NUSANTARA1.ID – Anggota Komisi I DPRD, Herry Beni Theddy, mengaku miris melihat perilaku dosen hukum IAIN Sultan Amai Gorontalo, Anto Hanafi sebagai perantara keluarga Nurhayati Husain atau Yeyen korban kasus dugaan penipuan berkedok rekrutmen PPPK.

Menurut Herry Beni Theddy, Anto Hanafi sebagai perantara keluarga korban tidak bertindak menyelesaikan masalah. Namun sebaliknya malah menambah masalah baru soal pengembalian uang milik keluarga korban.

“Saya tidak ingin menyebutkan instansi tempat dimana bapak bekerja sebagai dosen, tapi ini sangat miris untuk saya katakan. Anda bukan menyelesaikan masalah yang sudah kami selesaikan. Padahal anda sudah dipercayakan oleh keluarga korban, tapi bapak malah menambah masalah baru,” kata Herry Beni Theddy.

Bacaan Lainnya

Herry Beni Theddy mengaku, masih tidak percaya dengan pengakuan Anto Hanafi terkait dugaan uang Rp 68 juta di BCA yang raib karena diretas orang.

“Mendengar informasi soal pengakuan anda bahwa uang itu tiba-tiba hilang, mengiang-ngiang telinga saya. Kapan uang Rp 19 juta dan Rp 68 juta akan bapak kembalikan,” ujar Herry Beni Theddy.

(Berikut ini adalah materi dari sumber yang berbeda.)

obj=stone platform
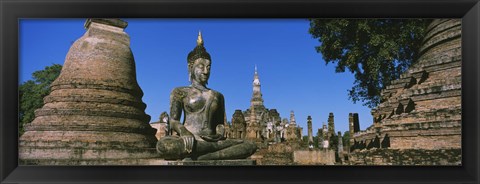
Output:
[20,158,257,166]
[293,149,335,165]
[159,159,257,166]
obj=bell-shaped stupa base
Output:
[19,19,157,165]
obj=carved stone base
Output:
[20,158,257,166]
[161,159,257,166]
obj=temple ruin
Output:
[19,19,157,165]
[349,19,462,165]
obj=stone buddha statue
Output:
[157,32,257,160]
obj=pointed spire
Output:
[197,30,203,45]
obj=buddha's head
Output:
[187,32,212,86]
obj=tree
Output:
[19,64,62,136]
[309,19,431,108]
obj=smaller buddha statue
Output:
[157,32,257,160]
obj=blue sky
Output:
[19,19,372,135]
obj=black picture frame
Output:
[0,0,480,183]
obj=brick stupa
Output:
[350,19,462,165]
[19,19,157,165]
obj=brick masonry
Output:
[350,19,462,165]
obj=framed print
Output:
[0,1,480,183]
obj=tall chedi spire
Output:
[250,65,263,107]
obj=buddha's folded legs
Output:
[157,136,257,160]
[197,141,257,160]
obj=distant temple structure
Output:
[227,66,302,143]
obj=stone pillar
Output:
[290,111,297,125]
[348,113,360,149]
[337,131,344,163]
[353,113,360,132]
[322,122,330,149]
[317,128,324,148]
[328,112,335,140]
[19,19,157,165]
[307,116,313,146]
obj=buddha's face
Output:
[190,58,211,85]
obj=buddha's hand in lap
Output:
[180,129,195,153]
[200,134,226,142]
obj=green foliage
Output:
[19,64,62,136]
[309,19,431,108]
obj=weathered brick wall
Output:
[293,149,335,165]
[351,19,462,150]
[349,149,462,165]
[390,135,462,150]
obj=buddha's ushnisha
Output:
[157,32,257,160]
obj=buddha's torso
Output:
[176,87,220,140]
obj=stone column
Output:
[328,112,335,140]
[337,131,344,163]
[19,19,157,165]
[290,111,297,125]
[307,116,313,146]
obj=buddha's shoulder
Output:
[170,86,190,98]
[210,89,223,98]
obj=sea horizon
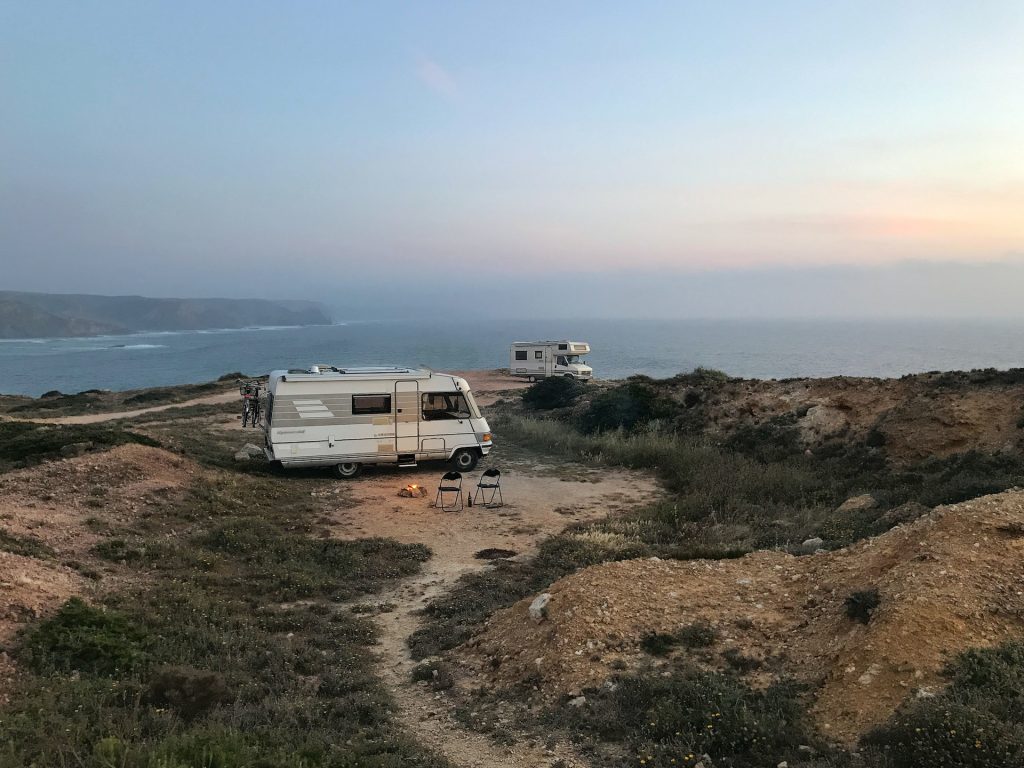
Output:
[0,317,1024,395]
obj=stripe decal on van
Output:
[293,400,334,419]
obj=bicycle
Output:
[239,379,262,429]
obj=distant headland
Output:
[0,291,333,339]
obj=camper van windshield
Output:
[423,392,473,421]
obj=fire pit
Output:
[398,483,427,499]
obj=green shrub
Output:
[640,632,679,656]
[90,539,145,562]
[0,528,53,560]
[0,421,157,472]
[146,666,228,720]
[522,376,587,411]
[579,377,682,433]
[722,648,761,675]
[844,589,882,624]
[554,668,815,768]
[725,413,803,462]
[863,642,1024,768]
[22,597,147,676]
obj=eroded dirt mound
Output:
[460,490,1024,741]
[703,371,1024,463]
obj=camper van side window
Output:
[423,392,472,421]
[352,394,391,416]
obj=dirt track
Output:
[332,460,657,768]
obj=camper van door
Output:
[394,381,420,454]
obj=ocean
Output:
[0,318,1024,395]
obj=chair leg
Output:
[434,490,465,512]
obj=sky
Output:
[0,0,1024,316]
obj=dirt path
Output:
[332,457,657,768]
[0,392,241,424]
[6,371,520,424]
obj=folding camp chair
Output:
[473,469,505,509]
[434,471,463,512]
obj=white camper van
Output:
[509,341,594,381]
[263,366,492,477]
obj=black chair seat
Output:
[434,471,463,512]
[473,469,505,508]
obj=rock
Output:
[529,592,551,624]
[800,537,825,553]
[799,406,850,442]
[836,494,879,514]
[60,440,92,459]
[882,502,932,525]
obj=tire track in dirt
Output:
[331,462,658,768]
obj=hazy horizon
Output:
[0,0,1024,317]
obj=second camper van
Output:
[509,341,594,381]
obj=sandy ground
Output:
[468,490,1024,742]
[6,371,520,424]
[0,444,199,698]
[22,392,242,424]
[332,460,657,768]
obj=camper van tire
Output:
[452,449,480,472]
[334,462,362,480]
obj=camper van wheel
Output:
[334,462,362,480]
[452,449,480,472]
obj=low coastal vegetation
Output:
[0,411,447,768]
[0,373,245,419]
[411,371,1024,768]
[0,422,157,472]
[0,371,1024,768]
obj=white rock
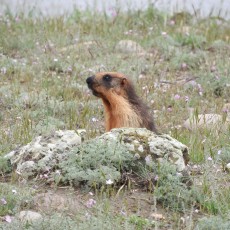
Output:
[18,210,42,223]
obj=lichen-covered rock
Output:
[5,128,188,186]
[98,128,189,171]
[18,210,42,223]
[5,130,81,177]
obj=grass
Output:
[0,4,230,229]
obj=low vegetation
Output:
[0,3,230,230]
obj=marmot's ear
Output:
[121,77,127,85]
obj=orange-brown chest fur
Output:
[102,91,142,131]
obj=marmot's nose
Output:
[86,76,95,85]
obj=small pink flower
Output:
[184,96,189,102]
[145,155,152,165]
[174,94,180,100]
[91,117,98,122]
[154,175,159,181]
[167,106,172,112]
[86,199,97,208]
[4,215,12,223]
[1,198,7,205]
[120,210,126,216]
[169,20,176,26]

Anto Hanafi mengembalikan uang pinjaman Rp 19 juta per tanggal 24 Februari 2025 atau sehari sebelum Komisi I DPRD menggelar pertemuan lanjutan membahas persoalan antara Anto Hanafi dan keluarga Yeyen. Pengembalian uang tersebut dilakukan melalui transfer. Sedangkan pada 25 Februari 2025, Anto Hanafi kembali menyerahkan uang Rp 10 juta.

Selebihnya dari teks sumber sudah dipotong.